Seriously, the brand was called Royal Bitch.

Mike Smith
02-09-2006, 09:42 PM
Nobody wants their neighbours to know that they're too po' to afford the good stuff.

If anyone who drinks is running low on money, and thus can't afford the better drink, I propose to the drinker a good measure for consideration: Guiness.

This fine drink can double as both food and drink, even marinade for food (which you won't need since you'll only be eating Guiness). Watch your budget decline and leave more room for more expensive drinks.

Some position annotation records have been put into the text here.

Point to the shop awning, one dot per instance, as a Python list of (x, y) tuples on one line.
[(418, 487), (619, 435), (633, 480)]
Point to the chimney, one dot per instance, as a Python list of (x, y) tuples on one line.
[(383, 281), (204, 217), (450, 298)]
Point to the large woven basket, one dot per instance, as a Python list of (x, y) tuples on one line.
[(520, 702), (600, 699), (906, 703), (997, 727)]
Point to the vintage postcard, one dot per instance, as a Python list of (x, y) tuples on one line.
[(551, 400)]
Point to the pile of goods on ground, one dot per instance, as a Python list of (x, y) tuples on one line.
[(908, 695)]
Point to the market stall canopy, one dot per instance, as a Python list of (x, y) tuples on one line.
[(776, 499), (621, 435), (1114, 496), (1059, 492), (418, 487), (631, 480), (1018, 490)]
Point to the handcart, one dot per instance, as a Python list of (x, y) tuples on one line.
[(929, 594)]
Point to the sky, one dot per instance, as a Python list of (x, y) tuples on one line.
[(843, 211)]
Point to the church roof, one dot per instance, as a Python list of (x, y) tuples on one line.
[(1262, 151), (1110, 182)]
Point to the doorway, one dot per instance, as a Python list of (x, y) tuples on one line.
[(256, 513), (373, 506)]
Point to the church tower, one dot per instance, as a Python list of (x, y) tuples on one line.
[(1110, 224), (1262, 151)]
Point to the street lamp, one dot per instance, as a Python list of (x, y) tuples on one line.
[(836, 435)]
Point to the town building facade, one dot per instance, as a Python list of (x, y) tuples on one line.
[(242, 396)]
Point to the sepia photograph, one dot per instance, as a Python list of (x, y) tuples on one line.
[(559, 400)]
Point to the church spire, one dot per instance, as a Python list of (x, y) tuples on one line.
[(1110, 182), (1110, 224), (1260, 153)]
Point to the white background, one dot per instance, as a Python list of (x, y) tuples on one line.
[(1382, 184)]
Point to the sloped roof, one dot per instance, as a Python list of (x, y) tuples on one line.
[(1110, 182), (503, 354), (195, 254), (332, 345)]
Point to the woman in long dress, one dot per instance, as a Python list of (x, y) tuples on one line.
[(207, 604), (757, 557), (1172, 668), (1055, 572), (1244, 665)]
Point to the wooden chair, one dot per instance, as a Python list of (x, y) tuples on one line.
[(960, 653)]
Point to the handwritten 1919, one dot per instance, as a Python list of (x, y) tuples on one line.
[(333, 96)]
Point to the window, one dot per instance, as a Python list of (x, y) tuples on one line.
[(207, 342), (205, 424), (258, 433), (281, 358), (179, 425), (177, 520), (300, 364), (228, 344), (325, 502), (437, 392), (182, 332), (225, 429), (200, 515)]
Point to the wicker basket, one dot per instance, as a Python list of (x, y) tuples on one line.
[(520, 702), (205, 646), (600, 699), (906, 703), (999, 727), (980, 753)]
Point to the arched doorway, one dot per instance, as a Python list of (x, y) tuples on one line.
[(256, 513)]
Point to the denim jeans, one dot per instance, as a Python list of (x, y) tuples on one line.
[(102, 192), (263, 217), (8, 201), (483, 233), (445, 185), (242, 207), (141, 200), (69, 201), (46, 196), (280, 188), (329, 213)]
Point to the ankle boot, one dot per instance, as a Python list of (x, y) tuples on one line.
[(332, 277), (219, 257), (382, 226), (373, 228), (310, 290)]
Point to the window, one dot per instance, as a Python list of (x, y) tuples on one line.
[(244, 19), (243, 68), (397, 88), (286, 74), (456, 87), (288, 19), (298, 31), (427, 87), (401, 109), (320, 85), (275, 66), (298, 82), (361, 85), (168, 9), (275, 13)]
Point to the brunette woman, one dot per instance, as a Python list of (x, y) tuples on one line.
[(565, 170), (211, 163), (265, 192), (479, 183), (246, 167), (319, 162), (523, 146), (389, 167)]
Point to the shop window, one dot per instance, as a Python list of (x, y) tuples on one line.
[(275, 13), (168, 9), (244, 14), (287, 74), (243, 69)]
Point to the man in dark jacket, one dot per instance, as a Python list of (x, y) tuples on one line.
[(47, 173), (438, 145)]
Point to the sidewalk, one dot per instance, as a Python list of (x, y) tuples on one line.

If you are one of those finicky health nuts that can't be bothered to go without fruit, veggies, and other foods with nutrients...There is no shame in drinking Nadie Ice. 'Tis a sweet mistress.

Zissou
02-09-2006, 10:18 PM
... but whiskey's quicker.


Suicide is slow with liquor.

Rachel Grey
02-09-2006, 10:22 PM
Suicide is slow with liquor.

Take a bottle and drown your sorrows.

nubly
02-09-2006, 10:24 PM
i cant get into drinking. tried it and just didnt turn out to be my thing

Captain Bones
02-09-2006, 10:53 PM
I decided to get some wine after I got paid today.
I would've bought something much harder, but I have to work tomorrow.
I prefer sweet drinks that will possibly kill me lol.
What about you?

P.S. I'm almost sure this has probably been done before, and if so,
http://i6.photobucket.com/albums/y239/teanyrican/Raeness/Picture236x.jpg
please forgive me.

oh Please.
I had two battles last night. a couple of martinies, a few beers.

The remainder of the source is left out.